I got fact checked. According to Nadezhnuiy Novestiya (ie, Trusted News Initiative) founding member Reuters, the graph I presented yesterday is flawed. They call their piece a six minute read, though making sense of it would take much longer. Their primary excuse is that the average age of the vaccinated and unvaccinated populations were different.
Yeah, but a 2:1 difference? In my mind that would take a couple of decade average age difference. As they would say in the United Kingdom, not bloody likely, especially since by October 31 more than 75% of that tight little island had been vaccinated. Kids and all. There was not much place for that rascally bunch of unvaccinated rapscallions to hide.
Reuters made similar "fact check" claims for Denmark, rebutted here. With a sense of humor. Here's the accompanying cartoon.
Memory lapses are one of the characteristics of us as we get older. One of the reason that Joe Biden's handlers keep him away from the press as much as they can, is that he has them quite frequently.
As I wrote yesterday, mine seem to be a function of my general health and nutrition. As I recover from this winter crud I am weak, and I do not remember things as well as usual. Like Biden, I have developed tricks to overcome it. Today I wanted to write about Ray Kurzweil. His name should be at the tip of my tongue, but it was not. However, I remembered the title of his book, The Singularity Is Near. That was enough that I was able to find it quickly on the Internet. No problem.

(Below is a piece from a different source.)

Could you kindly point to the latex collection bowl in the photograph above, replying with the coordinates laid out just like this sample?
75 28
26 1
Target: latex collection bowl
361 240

I am fairly confident that in a week or so, when I'm back up to par, these memory lapses will be largely forgotten. I will revert to the ordinary lapses from which we all suffer. I'm sure I'll still give you mistakes like 2006 / 2016 to check.
On the health front, Anna came down with Covid despite her previous exposure. She had all of the vitamins. I gave her some ivermectin. Her daughter Sophia is getting better, as is Oksana. Zoriana is going crazy, bouncing off the walls and the other kids are doing fine.
Many of you have asked what I will do if the Russians invade. My reply has been that they wouldn't want to – they don't need to. Why on earth would they want to occupy a country full of 40 million restive Ukrainians? Russia has enough territory of its own. I offer this critique by Scott Ritter, the American analyst who has had pretty good insights into our conflicts in the Middle East.
The first point on which I agree is that the Biden administration does not have competent people running diplomacy in this part of the world. The same people were pretty much in charge in 2014, and it was a disaster. Same ones they have had in Syria and Afghanistan.
They have systematically purged the military of the kind of general who would provide honest assessments to the civilians in charge. Instead, they are quite wrapped up with gender and diversity issues. The American military is a shadow of its former self, and that even former self has not won a war since I was in diapers. It was a whole lot stronger, relatively speaking, when I was working in Vietnam. And still we lost. What is the source of our hubris? I cannot imagine.
I have said repeatedly that the 2008 war in Georgia is probably as good a precedent as any. Russia went in, destroyed Georgia's warmaking ability, significantly diminished NATO and the United States' credibility, and retreated to their own borders without much life lost on either side.
I think the same would happen here. They don't need anything from Ukraine except to be left alone. If we would do that, all would be well. But the US government has a hard time leaving anything alone. Back in the United States they do not leave peaceable, ordinary citizens, us descendants of the founders, alone, but rather attack us continually as deplorables of one sort or another. Free-floating anger and frustration sound familiar?
To cut to the chase, I think that a war here in Ukraine would be quick and decisive. The Russian armaments are sophisticated enough to avoid killing us civilians as they destroy Ukraine's warmaking ability. Russia can finally underscore Putin's point that he does not want to control Ukraine by squashing Ukraine's expensive US provided armaments and walking away from the carnage without picking up the pieces.
I certainly hope it doesn't come to that, and that the eastern flank NATO countries take a sober look at how fecklessly the US has abandoned its allies in Vietnam, Nicaragua and here and there in the Middle East. It does not make sense to spend their lives on our hegemony.
It would present the danger of escalation to nuclear war. Happily for us, Ukraine is not a nuclear power and hence not a nuclear target.
That's the sweetness and light from Lake WeBeGone, where the strong men have better stuff to do than fight wars on behalf of Foggy Bottom and the Pentagon, the good looking women don't want to give up their husbands and lovers to satisfy American fantasies, and the children don't need to grow up in the rubble and refuse that follows war.